St. Mary on the Hill and all schools in the Catholic Diocese of Savannah are joining with the University of Notre Dame’s Alliance for Catholic Education to help standardize learning objectives.

The alliance’s Collaborative for Academic Excellence has helped several dioceses across the nation strengthen instruction in Catholic schools. Work began last summer with the Savannah diocese, which is celebrating National Catholic Schools Week through Saturday.

This year, the theme for Catholic Schools Week is Catholic Schools Raise the Standards. It coincides with a document published last year that studied the effectiveness of Catholic education and supported curriculum development consistent with national and Common Core State standards.

The alliance instructs school administrators and teachers to design the new curriculum by working on a school and city level but also sharing ideas and submitting feedback online between schools in different cities. With the Savannah diocese covering 90 south Georgia counties, school collaboration was limited unlike a public school district that can meet more regularly, said St. Mary Principal Joe McBride.

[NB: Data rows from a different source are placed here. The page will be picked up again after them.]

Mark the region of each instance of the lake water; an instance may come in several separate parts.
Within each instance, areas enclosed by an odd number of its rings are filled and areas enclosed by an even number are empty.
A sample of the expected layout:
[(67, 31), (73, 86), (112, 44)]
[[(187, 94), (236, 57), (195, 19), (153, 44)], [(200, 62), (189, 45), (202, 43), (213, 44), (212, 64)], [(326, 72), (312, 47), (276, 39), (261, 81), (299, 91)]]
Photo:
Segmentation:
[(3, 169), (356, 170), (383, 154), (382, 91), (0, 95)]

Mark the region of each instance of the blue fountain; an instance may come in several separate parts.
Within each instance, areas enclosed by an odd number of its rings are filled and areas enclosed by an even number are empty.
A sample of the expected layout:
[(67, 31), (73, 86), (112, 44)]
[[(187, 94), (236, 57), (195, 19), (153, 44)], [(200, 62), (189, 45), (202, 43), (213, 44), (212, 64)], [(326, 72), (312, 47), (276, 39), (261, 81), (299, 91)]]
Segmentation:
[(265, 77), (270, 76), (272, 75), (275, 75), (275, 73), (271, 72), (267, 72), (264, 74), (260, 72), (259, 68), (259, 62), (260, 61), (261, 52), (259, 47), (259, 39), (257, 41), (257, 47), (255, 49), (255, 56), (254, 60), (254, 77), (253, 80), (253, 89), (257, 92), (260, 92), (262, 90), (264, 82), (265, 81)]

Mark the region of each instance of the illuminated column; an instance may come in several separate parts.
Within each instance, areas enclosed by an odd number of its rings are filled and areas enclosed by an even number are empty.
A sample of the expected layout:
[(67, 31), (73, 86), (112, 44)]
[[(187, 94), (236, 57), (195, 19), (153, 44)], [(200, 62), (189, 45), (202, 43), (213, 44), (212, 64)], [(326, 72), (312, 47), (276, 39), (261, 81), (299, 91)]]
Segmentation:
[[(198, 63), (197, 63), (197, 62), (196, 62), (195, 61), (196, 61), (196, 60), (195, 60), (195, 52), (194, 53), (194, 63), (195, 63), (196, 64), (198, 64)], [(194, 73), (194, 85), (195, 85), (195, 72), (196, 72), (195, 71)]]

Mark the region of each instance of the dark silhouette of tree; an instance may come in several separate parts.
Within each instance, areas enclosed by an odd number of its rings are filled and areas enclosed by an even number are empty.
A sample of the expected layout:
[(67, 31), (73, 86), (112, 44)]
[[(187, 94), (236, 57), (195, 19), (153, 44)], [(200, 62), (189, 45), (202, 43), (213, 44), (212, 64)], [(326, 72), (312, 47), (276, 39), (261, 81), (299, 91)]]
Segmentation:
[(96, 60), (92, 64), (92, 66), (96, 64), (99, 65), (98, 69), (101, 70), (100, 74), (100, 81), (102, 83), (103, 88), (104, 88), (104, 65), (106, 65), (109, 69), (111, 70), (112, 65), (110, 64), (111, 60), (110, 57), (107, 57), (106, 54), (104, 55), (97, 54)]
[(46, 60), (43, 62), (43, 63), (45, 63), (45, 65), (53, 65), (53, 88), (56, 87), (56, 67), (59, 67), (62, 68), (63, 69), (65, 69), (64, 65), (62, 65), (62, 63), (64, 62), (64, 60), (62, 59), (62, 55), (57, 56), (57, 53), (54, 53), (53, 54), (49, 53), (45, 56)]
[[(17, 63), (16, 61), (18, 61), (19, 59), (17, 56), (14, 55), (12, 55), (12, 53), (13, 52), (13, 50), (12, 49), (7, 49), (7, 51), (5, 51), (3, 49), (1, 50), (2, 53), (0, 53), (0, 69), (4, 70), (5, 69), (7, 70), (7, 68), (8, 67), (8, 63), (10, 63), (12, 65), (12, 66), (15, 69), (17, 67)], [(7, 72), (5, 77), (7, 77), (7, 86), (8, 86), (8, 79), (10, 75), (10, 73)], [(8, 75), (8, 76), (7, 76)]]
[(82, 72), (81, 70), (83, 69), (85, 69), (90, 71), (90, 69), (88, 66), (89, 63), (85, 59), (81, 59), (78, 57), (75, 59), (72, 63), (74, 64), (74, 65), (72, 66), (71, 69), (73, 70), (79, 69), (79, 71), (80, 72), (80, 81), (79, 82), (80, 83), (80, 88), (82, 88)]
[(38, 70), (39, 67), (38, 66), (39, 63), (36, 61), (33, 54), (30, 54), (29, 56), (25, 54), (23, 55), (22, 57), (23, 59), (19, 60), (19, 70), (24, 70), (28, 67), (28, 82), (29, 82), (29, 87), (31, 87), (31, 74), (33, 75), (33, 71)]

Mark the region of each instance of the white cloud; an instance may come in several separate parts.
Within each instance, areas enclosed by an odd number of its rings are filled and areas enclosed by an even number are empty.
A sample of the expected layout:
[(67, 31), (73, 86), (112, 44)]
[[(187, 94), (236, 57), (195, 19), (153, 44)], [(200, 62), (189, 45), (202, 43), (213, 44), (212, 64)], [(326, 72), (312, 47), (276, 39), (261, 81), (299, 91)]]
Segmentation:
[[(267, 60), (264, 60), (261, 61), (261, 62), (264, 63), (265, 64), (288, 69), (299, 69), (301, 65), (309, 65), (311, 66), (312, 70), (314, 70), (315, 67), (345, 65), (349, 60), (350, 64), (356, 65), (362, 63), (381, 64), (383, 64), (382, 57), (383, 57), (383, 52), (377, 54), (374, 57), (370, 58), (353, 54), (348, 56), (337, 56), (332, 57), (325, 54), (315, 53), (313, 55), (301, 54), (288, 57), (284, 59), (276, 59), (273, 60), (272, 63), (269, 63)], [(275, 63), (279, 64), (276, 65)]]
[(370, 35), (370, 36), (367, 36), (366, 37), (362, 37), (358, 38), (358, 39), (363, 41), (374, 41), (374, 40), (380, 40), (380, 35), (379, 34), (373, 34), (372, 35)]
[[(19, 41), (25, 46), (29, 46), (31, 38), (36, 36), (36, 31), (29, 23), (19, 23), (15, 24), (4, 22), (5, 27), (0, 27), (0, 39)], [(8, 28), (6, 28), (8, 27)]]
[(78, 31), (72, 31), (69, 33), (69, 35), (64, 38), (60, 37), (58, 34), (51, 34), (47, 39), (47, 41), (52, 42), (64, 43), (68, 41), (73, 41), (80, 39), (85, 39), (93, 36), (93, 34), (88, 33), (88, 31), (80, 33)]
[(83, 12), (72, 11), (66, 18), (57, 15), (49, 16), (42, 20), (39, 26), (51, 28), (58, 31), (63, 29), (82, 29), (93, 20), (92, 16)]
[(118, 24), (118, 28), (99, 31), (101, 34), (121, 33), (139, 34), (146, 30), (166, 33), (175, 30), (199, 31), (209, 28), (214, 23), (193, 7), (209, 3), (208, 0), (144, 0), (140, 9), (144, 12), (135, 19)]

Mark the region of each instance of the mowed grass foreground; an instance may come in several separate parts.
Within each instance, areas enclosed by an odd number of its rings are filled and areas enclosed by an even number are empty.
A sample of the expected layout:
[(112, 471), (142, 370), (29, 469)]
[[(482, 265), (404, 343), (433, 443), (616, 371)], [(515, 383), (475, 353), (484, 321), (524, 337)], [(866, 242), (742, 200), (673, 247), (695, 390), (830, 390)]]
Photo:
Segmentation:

“There can be sharing and collaboration between a teacher in Savannah and a teacher down in Columbus,” McBride said. “You have so many teachers and you can create a pool of resources that we had but we didn’t take advantage of before.”

Also, the diocese can review examples of best practices from other dioceses that joined with the alliance, McBride said. The alliance offers research and expertise that supplements the limited resources at some Catholic schools.

The curriculum redesign urges teacher participation rather than a committee making all the decisions for teacher instruction in the classroom. The alliance’s method should result in improved teacher investment in student achievement, said St. Mary Vice Principal Mary Beth Mitchell.

“Before, (a teacher) would get handed a binder, and here is the curriculum, teach it,” Mitchell said. “It’s a little bit harder to be invested in that than when you have been involved in the process of creating it.”

The curriculum rewrite starts with identifying achievement goals, then developing key concepts and topic areas.

After one year of redesign for each school subject, alliance leaders and diocesan teachers and administrators continue to tweak the curriculum during the first year of implementing the new lesson plans.

“From the very beginning to the very end, it’s teacher- and student-focused,” McBride said.